Sengketa tanah merupakan salah satu masalah hukum yang paling sering terjadi di Indonesia. Salah satu bentuk yang paling rumit adalah sengketa akibat sertifikat ganda, yaitu ketika dua atau lebih pihak memiliki sertifikat atas objek tanah yang sama.

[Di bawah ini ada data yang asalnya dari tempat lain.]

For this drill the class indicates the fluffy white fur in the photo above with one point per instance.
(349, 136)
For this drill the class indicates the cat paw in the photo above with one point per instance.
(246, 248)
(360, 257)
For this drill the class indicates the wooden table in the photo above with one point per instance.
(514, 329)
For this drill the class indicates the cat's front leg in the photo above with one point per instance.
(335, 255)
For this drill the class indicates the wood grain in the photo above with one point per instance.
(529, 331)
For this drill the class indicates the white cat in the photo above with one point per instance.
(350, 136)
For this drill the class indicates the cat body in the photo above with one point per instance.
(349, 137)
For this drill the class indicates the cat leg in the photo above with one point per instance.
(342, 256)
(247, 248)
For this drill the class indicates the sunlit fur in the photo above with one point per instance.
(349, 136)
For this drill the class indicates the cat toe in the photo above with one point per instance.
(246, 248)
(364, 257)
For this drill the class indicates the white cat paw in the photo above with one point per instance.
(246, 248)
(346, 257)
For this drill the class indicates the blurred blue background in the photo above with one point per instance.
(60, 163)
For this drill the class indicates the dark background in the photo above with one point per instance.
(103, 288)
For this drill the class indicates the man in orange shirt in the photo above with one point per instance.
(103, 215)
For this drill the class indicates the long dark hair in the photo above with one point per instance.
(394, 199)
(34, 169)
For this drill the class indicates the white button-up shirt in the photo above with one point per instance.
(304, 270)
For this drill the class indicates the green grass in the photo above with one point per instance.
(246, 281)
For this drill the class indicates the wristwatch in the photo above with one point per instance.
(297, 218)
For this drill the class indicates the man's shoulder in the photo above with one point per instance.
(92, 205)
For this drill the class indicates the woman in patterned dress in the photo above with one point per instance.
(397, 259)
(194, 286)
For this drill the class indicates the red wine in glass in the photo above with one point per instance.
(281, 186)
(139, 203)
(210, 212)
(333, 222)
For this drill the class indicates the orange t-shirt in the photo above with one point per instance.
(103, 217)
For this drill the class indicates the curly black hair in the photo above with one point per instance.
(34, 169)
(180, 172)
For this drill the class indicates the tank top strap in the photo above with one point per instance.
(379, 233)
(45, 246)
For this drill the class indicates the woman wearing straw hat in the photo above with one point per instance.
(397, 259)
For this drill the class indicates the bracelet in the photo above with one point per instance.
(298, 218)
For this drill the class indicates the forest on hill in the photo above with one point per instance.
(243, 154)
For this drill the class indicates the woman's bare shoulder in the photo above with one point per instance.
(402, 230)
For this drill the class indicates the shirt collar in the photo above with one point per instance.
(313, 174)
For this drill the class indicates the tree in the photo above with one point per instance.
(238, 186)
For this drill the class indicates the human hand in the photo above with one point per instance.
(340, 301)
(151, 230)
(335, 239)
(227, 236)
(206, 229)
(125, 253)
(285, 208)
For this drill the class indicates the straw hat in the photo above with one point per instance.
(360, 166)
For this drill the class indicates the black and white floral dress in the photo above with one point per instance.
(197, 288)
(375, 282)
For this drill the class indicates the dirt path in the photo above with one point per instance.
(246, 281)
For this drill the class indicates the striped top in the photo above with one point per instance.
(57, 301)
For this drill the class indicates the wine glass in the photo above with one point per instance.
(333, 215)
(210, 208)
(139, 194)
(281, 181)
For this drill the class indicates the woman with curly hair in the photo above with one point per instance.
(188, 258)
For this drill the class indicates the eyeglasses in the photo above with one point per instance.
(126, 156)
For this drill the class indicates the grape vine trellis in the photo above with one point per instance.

Lalu, siapa yang benar di mata hukum?
Apa Itu Sertifikat Ganda?
Menurut Peraturan Pemerintah (PP) Nomor 24 Tahun 1997 tentang Pendaftaran Tanah, sertifikat merupakan bukti kuat kepemilikan hak atas tanah. Namun, jika ditemukan lebih dari satu sertifikat atas objek yang sama, maka disebut sertifikat ganda — biasanya akibat:
- Kesalahan administrasi pertanahan,
- Tumpang tindih batas tanah, atau
- Adanya manipulasi data dan dokumen palsu.
Landasan Hukum Terkait
Beberapa aturan yang mengatur tentang sengketa tanah dan pembatalan sertifikat ganda antara lain:
1. Undang-Undang Nomor 5 Tahun 1960 tentang Peraturan Dasar Pokok-Pokok Agraria (UUPA)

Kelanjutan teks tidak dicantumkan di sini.